- Born: May 2, 1900 Granville, New York
- Died: March 19, 1977 (aged 76) Denton, Texas
- Occupation: Music educator
- Awards: Guggenheim Fellowship

Academic background
- Alma mater: Vassar College, Columbia University, Harvard University

Academic work
- Discipline: Musicology
- Institutions: North Texas State Teachers College, Florida State College for Women, Hunter College

= Helen Margaret Hewitt =

Musicologist and music educator

Helen Margaret Hewitt (May 2, 1900 – March 19, 1977) was an American musicologist and music educator, who received a Guggenheim Fellowship to study sacred music in Paris in 1947. She was best known for her scholarly editions of sixteenth-century Venetian music incunabula printed by Ottaviano Petrucci.
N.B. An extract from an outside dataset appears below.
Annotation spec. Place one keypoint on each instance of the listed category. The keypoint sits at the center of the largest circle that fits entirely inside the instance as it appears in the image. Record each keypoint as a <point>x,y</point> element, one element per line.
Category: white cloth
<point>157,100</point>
==Early life and education==
Helen Margaret Hewitt was born in Granville, New York. She graduated from Vassar College in 1921, and from Eastman School of Music in 1925. She continued her studies in France, at the American Conservatory, where she worked with Charles-Marie Widor in organ performance, and Nadia Boulanger in harmony. She then studied at the Curtis Institute of Music in Philadelphia with Lynnwood Farnam (1928-1930) and then earned a master's degree at Union Theological Seminary in 1932, and another master's degree at Columbia University the following year. Hewitt completed doctoral studies at Harvard University in 1938. She was the first woman to earn a doctorate in music at Harvard.

==Career==
Hewitt taught music at Potsdam, New York, at the Florida State College for Women, and at Hunter College, before joining the faculty at North Texas State Teachers College in 1942. She was a professor at North Texas until she retired in 1969, and helped to found the doctoral program in music during her tenure there. She and her students gave organ recitals at the campus's main auditorium.

As a scholar, she produced authoritative editions of sixteenth-century Venetian compositions, including the Harmonice Musices Odhecaton compiled and edited the publication Doctoral Dissertations in Musicology from 1952 to 1965, translated Bach scholarship from German, and was awarded a Guggenheim Fellowship in 1947. In 1972, she was the recipient of the Elizabeth Mathias Award from Mu Phi Epsilon. In 1968 she was given an honorary Doctor of Letters degree from Smith College.

==Personal life==
Hewitt died in Denton, Texas in 1977, age 76. Her papers are now held by the music library at the University of North Texas College of Music. The Helen Hewitt Organ Scholarship Fund at North Texas was named in her memory.